Argo Group shareholder Voce Capital Management has described the specialty re/insurer’s board as having been “asleep at the switch for decades” and urged for immediate and sweeping changes at the company following the departure of Chief Executive Officer Mark E. Watson III.
Watson’s ‘retirement’ from Argo followed news that the re/insurer had been subpoenaed by The US Securities and Exchange Commission over compensation practices for its executives.
Before that, Argo had been locked in an ongoing, messy back-and-forth with Voce, over issues including executive compensation practices and the independence of its board of directors.
Now, in a recently released statement, Voce has underlined its belief that “The abrupt ‘retirement’ of Argo’s CEO yesterday does not resolve our concerns about the Company’s operations, strategy and corporate governance.”
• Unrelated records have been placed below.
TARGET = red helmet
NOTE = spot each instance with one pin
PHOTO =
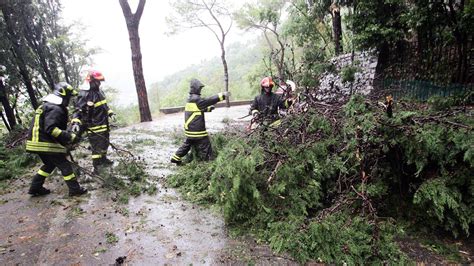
(267, 82)
(94, 74)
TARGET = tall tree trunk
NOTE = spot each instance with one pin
(336, 27)
(18, 54)
(5, 122)
(6, 106)
(133, 21)
(226, 73)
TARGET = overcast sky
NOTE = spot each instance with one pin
(162, 55)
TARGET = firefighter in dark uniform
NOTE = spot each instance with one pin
(194, 123)
(48, 138)
(266, 105)
(92, 115)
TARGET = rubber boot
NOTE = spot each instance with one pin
(36, 188)
(74, 188)
(176, 162)
(96, 164)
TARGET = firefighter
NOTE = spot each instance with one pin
(48, 138)
(194, 123)
(92, 116)
(266, 104)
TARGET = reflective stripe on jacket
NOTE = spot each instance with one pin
(268, 103)
(92, 111)
(48, 132)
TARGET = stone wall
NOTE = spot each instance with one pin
(331, 87)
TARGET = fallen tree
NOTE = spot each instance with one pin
(332, 183)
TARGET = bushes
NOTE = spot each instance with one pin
(316, 186)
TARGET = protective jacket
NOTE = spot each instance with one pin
(267, 104)
(92, 111)
(48, 132)
(194, 122)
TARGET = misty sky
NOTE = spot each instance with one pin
(162, 55)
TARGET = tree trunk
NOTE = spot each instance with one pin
(6, 106)
(336, 27)
(226, 73)
(18, 54)
(133, 21)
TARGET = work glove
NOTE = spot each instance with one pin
(113, 117)
(75, 128)
(75, 138)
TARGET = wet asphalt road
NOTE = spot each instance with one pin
(149, 230)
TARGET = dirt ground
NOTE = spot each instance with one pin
(149, 230)
(95, 229)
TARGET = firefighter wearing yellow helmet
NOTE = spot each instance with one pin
(92, 116)
(48, 138)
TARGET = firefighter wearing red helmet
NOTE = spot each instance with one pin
(266, 104)
(92, 116)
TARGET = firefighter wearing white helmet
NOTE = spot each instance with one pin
(92, 116)
(266, 104)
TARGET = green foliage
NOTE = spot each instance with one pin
(417, 167)
(14, 162)
(337, 239)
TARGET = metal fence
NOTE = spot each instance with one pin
(423, 90)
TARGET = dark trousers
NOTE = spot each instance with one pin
(51, 161)
(99, 144)
(201, 145)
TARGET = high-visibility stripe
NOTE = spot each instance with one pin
(44, 144)
(36, 125)
(276, 123)
(45, 149)
(99, 130)
(191, 107)
(76, 120)
(195, 134)
(43, 173)
(56, 132)
(98, 127)
(97, 104)
(190, 119)
(69, 177)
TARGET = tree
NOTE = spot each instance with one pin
(10, 120)
(210, 14)
(18, 50)
(266, 17)
(37, 51)
(133, 21)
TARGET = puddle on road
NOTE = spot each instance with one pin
(162, 228)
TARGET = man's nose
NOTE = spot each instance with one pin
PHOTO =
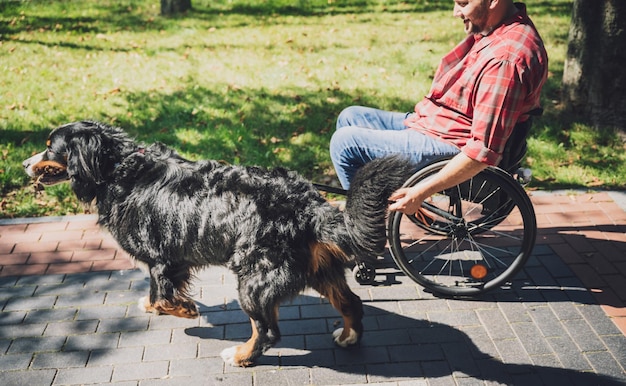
(456, 11)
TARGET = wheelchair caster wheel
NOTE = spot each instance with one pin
(364, 273)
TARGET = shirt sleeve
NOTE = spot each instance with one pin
(497, 101)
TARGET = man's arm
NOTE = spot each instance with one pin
(460, 169)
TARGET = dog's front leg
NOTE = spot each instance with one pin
(166, 296)
(265, 334)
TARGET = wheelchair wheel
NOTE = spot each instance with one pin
(466, 240)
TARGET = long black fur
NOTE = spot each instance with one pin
(178, 216)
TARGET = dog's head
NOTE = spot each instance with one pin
(84, 153)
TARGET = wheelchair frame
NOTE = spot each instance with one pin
(468, 239)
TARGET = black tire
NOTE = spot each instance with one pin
(485, 226)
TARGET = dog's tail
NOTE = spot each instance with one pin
(367, 202)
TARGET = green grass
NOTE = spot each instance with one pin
(248, 81)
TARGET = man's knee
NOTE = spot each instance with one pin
(349, 116)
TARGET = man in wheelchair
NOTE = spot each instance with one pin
(486, 87)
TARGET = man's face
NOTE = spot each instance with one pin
(474, 13)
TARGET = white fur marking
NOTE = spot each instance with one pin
(33, 161)
(352, 338)
(228, 355)
(141, 303)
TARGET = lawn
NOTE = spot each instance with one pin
(255, 82)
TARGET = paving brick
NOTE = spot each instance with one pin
(201, 368)
(92, 342)
(31, 377)
(416, 352)
(83, 299)
(58, 360)
(113, 356)
(170, 352)
(531, 338)
(84, 375)
(568, 353)
(102, 312)
(283, 377)
(512, 351)
(495, 324)
(140, 371)
(136, 338)
(604, 363)
(10, 318)
(15, 361)
(339, 375)
(37, 344)
(71, 328)
(23, 330)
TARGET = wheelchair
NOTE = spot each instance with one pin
(468, 239)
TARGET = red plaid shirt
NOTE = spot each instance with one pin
(484, 87)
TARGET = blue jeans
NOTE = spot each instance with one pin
(364, 133)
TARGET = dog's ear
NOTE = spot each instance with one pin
(84, 164)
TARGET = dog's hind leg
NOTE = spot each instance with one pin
(265, 334)
(336, 289)
(168, 292)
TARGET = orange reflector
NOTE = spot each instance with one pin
(478, 271)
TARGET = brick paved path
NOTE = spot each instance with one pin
(68, 315)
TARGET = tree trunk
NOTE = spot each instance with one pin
(594, 80)
(170, 7)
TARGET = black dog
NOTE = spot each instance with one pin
(272, 228)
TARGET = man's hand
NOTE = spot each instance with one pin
(459, 169)
(406, 200)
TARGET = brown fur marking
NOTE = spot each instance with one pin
(244, 351)
(323, 254)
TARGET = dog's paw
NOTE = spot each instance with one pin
(228, 355)
(232, 356)
(144, 305)
(345, 338)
Voce says the handling of Watson’s departure raises more questions than it answers including the decision to allow him, in light of what appears to be an admission of misconduct, to receive a “cash severance of $2.5 million while continuing to collect base salary of nearly $200,000 over the next few weeks.”
Voce underlines what it perceives to be a need to reconstitute Argo’s board and consider external candidates for the now-vacant CEO temporarily being filled by President of Argo Group US Kevin J. Rehnberg.
“With no disrespect to Mr. Rehnberg, who appears to have run the US business successfully, why would the Board refuse to even consider external candidates,” Voce’s statement reads, “especially given the large number of highly-qualified property and casualty CEOs who are currently available as a result of all of the M&A activity in the industry?”
Argo Group today reported a net loss of $25.1 million for the third-quarter versus net income of more than $40 million a year earlier, driven in part by an increase in current and prior accident year losses of $51.8 million.